Ithaca listed on the London Stock Exchange on November 9 and its shares have fallen more than 20% since then, mainly because of the new windfall tax announced on November 18, analysts said.
Benchmark Brent oil prices are trading above $80 a barrel shortly after the Ukraine war began, down from a spike above $100. Natural gas prices remain above their historical averages.
Jacques Tohm, director and founder of Tailwind, a North Sea producer, said he did not mind higher taxes but that the lack of stable regulations created a risk of “investment flight” from the North Sea.
“We are happy to pay more tax, but we need a floor of $75 to $100 per barrel above which a true windfall tax can be applied,” Tohm said.
Companies including Shell ( SHEL.L ) and Equinor have already said they will review their North Sea investments. France’s TotalEnergy said it would cut investment in Britain by a quarter next year.

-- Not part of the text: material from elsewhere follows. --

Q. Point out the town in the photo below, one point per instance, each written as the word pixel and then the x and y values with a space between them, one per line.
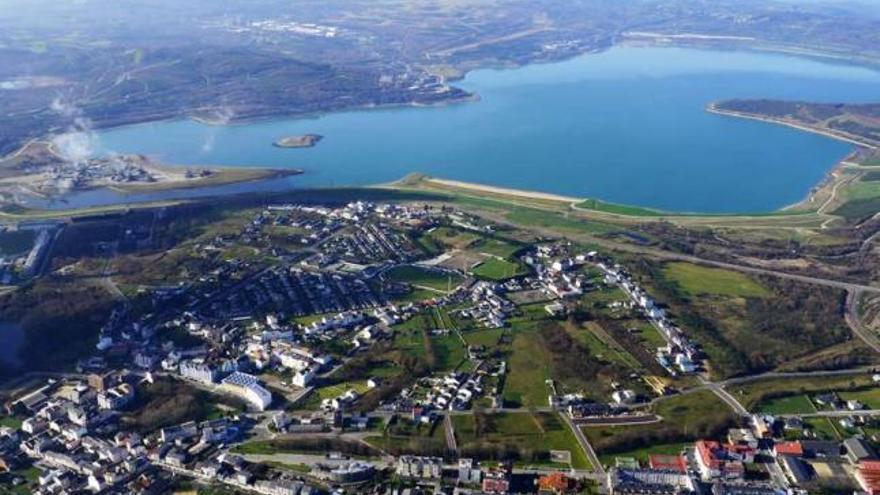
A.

Serica Energy ( SQZ.L ) CEO Mitch Flagg also called on the government to set a price floor for EPL, without which the basin could see investment decline.
“We are now looking at opportunities in the UK as well as other countries,” Flagg said.
($1 = 0.8210 pounds)
Reporting by Ron Busso and Shadia Nasralla; Editing by Barbara Lewis and Lisa Schumacher
Our Standards: The Thomson Reuters Trust Principles.